This Small Business Innovation Research Phase I project is to design, synthesize, manufacture, and test high-performance polymeric composite structures based on commercially proven resins, long fibers and nano-sized functional particles. Long fibers can provide good mechanical properties for the composites, while affordable nanoparticles such as nanoclays, graphene, carbon nanofibers and carbon nanotubes may improve barrier properties and strengthen the matrix between long fibers. To succeed in producing these new composites, two issues need to be addressed: how to disperse nanoparticles in the presence of long fibers and whether or not resin processability can be maintained and enhanced in the presence of nanoparticles. Our approach is to develop novel surface coatings of those nanoparticles, which can assist the dispersion and enhance the surface oleophilicity of the particles; consequently minimizing the flow resistance resulting from the nanoparticles. Furthermore, novel surface coatings can also increase the reaction rate and final conversion for both epoxy and vinylester resins cured at low temperature. This is highly valuable for manufacturing large composite structures using vacuum assisted resin transfer molding process. It is anticipated that successfully incorporating these modified nanoparticles in structural composites will address multiple demanding applications in energy, transportation, construction and security industries.

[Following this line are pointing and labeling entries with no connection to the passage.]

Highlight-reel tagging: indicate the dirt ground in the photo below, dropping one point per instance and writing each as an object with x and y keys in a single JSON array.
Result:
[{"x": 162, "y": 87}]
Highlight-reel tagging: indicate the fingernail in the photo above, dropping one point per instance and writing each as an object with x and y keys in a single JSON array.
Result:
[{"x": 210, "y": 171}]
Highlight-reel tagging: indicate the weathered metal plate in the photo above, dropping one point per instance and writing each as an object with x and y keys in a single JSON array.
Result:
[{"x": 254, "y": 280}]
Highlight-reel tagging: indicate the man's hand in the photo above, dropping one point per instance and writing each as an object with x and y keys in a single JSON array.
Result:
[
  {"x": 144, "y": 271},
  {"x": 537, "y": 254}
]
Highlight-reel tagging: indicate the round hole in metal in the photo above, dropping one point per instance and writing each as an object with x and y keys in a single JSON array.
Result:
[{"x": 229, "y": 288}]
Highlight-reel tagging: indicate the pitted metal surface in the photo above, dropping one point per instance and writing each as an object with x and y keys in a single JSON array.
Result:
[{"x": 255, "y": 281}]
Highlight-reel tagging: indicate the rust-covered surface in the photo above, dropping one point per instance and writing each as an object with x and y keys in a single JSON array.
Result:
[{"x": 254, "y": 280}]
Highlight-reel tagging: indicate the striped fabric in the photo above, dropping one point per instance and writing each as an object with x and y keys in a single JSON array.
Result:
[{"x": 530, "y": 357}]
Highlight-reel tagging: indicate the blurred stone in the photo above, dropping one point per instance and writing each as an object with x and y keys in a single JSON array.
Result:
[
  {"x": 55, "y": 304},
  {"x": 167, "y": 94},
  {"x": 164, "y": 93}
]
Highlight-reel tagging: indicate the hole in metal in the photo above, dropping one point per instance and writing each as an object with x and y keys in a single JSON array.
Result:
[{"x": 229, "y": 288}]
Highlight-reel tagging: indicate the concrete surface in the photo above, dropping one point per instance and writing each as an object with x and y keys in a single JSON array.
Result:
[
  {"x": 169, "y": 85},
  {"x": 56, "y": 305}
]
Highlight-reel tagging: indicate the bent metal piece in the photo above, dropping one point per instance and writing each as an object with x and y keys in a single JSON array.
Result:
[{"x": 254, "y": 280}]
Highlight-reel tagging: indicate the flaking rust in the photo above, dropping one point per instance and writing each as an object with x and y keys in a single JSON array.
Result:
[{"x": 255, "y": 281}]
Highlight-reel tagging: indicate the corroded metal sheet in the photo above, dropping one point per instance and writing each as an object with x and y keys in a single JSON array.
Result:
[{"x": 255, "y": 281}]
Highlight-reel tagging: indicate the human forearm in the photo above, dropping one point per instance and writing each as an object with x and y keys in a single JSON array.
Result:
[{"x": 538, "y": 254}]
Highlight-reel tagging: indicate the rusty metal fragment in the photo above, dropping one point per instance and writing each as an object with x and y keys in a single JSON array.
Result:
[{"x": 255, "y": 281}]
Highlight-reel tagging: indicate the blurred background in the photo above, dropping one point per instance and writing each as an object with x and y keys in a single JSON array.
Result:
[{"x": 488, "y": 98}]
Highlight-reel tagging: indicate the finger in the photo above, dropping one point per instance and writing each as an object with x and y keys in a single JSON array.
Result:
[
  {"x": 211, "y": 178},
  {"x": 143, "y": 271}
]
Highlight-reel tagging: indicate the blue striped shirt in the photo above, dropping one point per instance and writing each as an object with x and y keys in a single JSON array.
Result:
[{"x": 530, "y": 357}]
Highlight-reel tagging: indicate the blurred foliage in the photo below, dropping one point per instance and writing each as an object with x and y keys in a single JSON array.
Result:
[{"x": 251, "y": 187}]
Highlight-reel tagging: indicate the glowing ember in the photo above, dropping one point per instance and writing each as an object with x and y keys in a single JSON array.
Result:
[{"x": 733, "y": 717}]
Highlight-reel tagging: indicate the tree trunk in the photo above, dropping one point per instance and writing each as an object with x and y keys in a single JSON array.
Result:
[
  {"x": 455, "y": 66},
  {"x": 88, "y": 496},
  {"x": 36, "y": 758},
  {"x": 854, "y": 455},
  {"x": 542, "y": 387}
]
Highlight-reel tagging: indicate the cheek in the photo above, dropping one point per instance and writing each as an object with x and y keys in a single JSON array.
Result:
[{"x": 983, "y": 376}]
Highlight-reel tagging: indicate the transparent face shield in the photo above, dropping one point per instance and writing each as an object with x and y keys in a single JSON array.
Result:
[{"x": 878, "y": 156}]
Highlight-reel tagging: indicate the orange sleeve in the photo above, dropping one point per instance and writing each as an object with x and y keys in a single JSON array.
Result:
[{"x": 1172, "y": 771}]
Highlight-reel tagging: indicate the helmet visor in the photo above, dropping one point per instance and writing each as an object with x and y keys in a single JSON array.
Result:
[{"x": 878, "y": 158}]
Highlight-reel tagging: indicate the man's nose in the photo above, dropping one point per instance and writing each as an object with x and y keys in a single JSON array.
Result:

The expected outcome expect is to significantly grow the overall share of composites in the materials industry and position Nanomaterial Innovation Ltd. (NIL) to be the industry innovation leader. While steel, wood and aluminum are prevalent today, the new composite materials will enable the replacement of traditional materials with lighter, stronger, more durable, and cost effective nano-tailored composites. Successful commercialization of these higher value-added nano-tailored composite products will have a significant impact on energy generation, material use, energy consumption and environmental stewardship. This award will enhance the United States global leadership position in multifunctional nano-tailored composite materials and products. Societal benefits include reduced petroleum dependency, improved energy efficiency, and reduced use of conventional fossil fuels that contribute to global warming. Educational and scientific benefits relate to the pioneering nature of nanocomposite technology and the opportunity this project will provide to advance frontiers of knowledge and the training of future scientists.
This award is funded under the American Recovery and Reinvestment Act of 2009 (Public Law 111-5).